Com este mote, o romance apresenta aos leitores uma aventura marítima gigantesca, tratada com o devido respeito nesta tradução intersemiótica em quadrinhos, publicação que também pode ser pensada como um recurso didático de introdução ao complexo universo literário criado por Herman Melville, cheio de referências mitológicas, bíblicas, literárias, políticas, dentre tantas outras que parecem torna-lo um livro fonte de inesgotáveis pesquisas. Destacando as relações entre subordinados e capitães, questões econômicas da indústria baleeira e peculiaridades sobre tópicos temáticos raciais e sociais, os quadrinhos já começam com uma introdução semelhante ao conteúdo do romance: “Me Chame de Ishmael”, uma das mais famosas frases da história da literatura mundial.

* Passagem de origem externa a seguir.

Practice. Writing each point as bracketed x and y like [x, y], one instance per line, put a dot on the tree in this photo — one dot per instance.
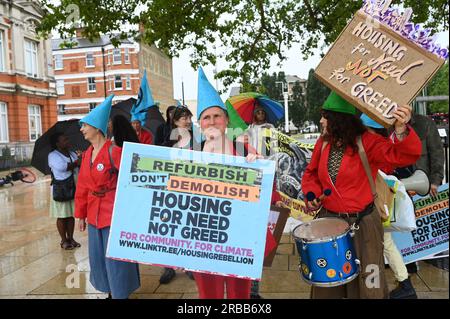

Temos também uma passagem com o sermão do padre Mapple, focado na jornada de Jonas e seu nêmesis, a lendária baleia bíblica, numa tradução que obviamente condensa passagens para dar conta dos principais pontos reflexivos de sua base literária.

Eficiente em seu uso de onomatopeias, design de cores para cenas diurnas e noturnas, bem como enquadramentos cuidadosos no estabelecimento de planos gerais e perspectivas mais detalhistas, Moby Dick em quadrinhos cria todo um clima de suspense em suas primeiras páginas, a nos apresentar o Capitão Ahab apenas no sexto capítulo, fazendo a mesma coisa com a baleia, exposta em sua magnitude, quase próximo ao desfecho, animal apontado como infernal, vil, diabólico, dentre outras caracterizações. Nantucket, tanto no texto quanto nas imagens, é destacada como uma área sem vida digna, apenas um pedaço largado de território no extenso solo que mapeia os Estados Unidos. Com vocabulário que o coloca como um ser de supremacia, Ahab é uma figura curiosa nesta tradução, com menor tempo em cena que Ishmael e Queequeg, os personagens mais abordados ao longo das páginas da publicação.

Para emular a linguagem do romance, os editores inseriram, no capítulo 7, uma passagem com curiosidades sobre as espécies de baleias que atravessavam os mares navegados pelos personagens do romance, delineando a importância econômica de cada uma delas para esta indústria refletida, no olhar diacrônico de hoje, como sangrenta e fora de qualquer noção de sustentabilidade. Ademais, em seu desenvolvimento, Moby Dick entrega ao leitor 17 capítulos, alinhados com um prólogo e um epílogo. Há, assertivamente, a predominância dos tons azulados, numa mescla com passagens amareladas, indicativas da presença de velas, raios solares, dentre outros elementos que significam luz, em associação com os caudalosos oceanos atravessados pelos tripulantes do Pequod. Ademais, algo que pode ser observado com muito destaque nesta versão em quadrinhos é a maneira como Queequeg e outros personagens não estadunidenses são expostos na aventura.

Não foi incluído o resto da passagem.